Cañabota: Restaurante en Sevilla

Diseño del restaurante Cañabota en Sevilla. Cañabota es un nuevo espacio de restauración entre la alta cocina y una moderna pescadería de mercado. Proyecto y diseño: J.T.

Cañabota es un nuevo espacio de restauración entre la alta cocina y una moderna pescadería de mercado. En su interior, conviven funciones y espacios fluidos, de tal modo que la cocina queda totalmente abierta y compartida con el público, donde se propone que los comensales se sienten en silla baja, alrededor del plano de trabajo de los cocineros, permitiendo la cercanía y el contacto directo con la elaboración de los platos. El resultado remite a los espacios domésticos, donde cocinar es una actividad que puede compartirse entre quien cocina y quien se sienta a la mesa, estableciéndose una relación cercana e inmediata entre ambos. Todo gira alrededor de la cocina y las evoluciones de los cocineros, que transcurren alrededor de un bloque de mármol blanco y en cuyo contorno también se disponen los comensales. Para que la actividad de la cocina  pueda seguirse desde todo el local, las mesas de la sala han sido concebidas como palcos desde los cuales los comensales puedan seguir las elaboraciones de los platos. Se trata de mesas altas, de diseño específico, a las que se ha dotado con el taburete del programa "Hambourg" diseño de Corine Maynadier, una sillería de madera especialmente cómoda y giratoria que se inspira en el diseño moderno de los años 50.

Entre la misma sala y la fachada de acceso al local, se encuentra un puesto de pescadería como si de un mercado se tratase. Ofrece los productos frescos con los que se elaboran los sofisticados platos de la carta, y que además pueden ser seleccionados y adquiridos al peso por los clientes.

Materiales, acabados y detalles del diseño tratan de hacer convivir a un espacio comercial  tan aséptico y vacío como una pescadería, con un espacio de restauración como un restaurante de alta cocina.
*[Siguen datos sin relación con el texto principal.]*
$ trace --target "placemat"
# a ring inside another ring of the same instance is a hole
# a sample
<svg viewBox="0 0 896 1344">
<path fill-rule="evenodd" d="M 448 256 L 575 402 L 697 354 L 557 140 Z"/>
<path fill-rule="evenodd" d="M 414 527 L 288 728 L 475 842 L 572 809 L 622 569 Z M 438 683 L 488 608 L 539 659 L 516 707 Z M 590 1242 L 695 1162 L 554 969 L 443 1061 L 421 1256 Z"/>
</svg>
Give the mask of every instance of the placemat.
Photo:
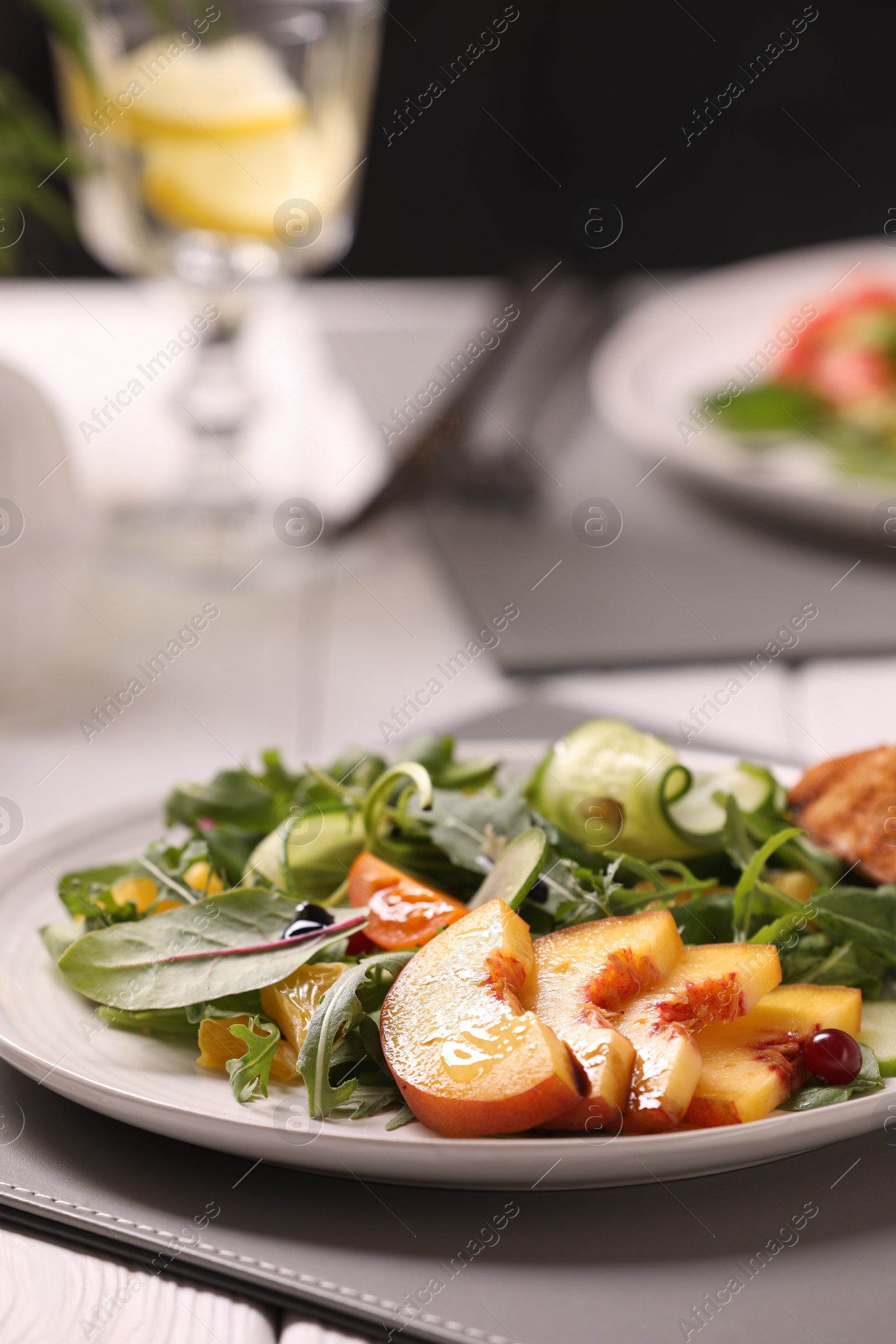
<svg viewBox="0 0 896 1344">
<path fill-rule="evenodd" d="M 387 1344 L 892 1336 L 885 1111 L 875 1133 L 767 1167 L 508 1195 L 253 1167 L 106 1120 L 3 1063 L 0 1110 L 5 1219 Z"/>
</svg>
La complejidad del proyecto se centraba por ello en establecer un equilibrio entre estética y función de ambos espacios, en los que no se perdiese la identidad estética de una pescadería, pero a la vez dotándola del confort ambiental necesario de un restaurante. El resultado recrea al mismo tiempo la estética industrial de un puesto de mercado, su cercanía y su informalidad, a la vez que proyecta la imagen de un restaurante con aspiraciones de alta cocina. Para conseguirlo, se han se han seleccionado pocos pero determinantes materiales y se han diseñado depurados detalles constructivos con ellos, al mismo tiempo que se ha estudiado una iluminación cálida y puntual. Todo ello trata de equilibrar a un contenedor blanco y austero en el que se ha prescindido de cualquier ornamento superfluo o ajeno al enfoque temático del restaurante.

Dentro del local, todo gira entorno a un gran monolito geométrico de mármol, recuerdo de aquellas superficies tradicionales para el despiece del pescado, que hace las veces de área de trabajo y soporte para la mesa de los comensales. El diseño de esta pieza se basa en el contraste de materiales con formas puras, combinando así el mármol blanco veteado y el acero cepillado, con la calidez de la madera de nogal.

Tanto el acero como el mármol, el revestimiento de azulejo blanco, unido a las las luminarias y el pavimento, son una memoria de la estética y materiales de los mercados tradicionales, transformados y reinterpretados aquí para crear un espacio moderno, con el ambiente cálido de un restaurante dotado de cierta sofistificación, en el que se proponen nuevos modos de relación entre comensales y cocineros en un espacio de restauración.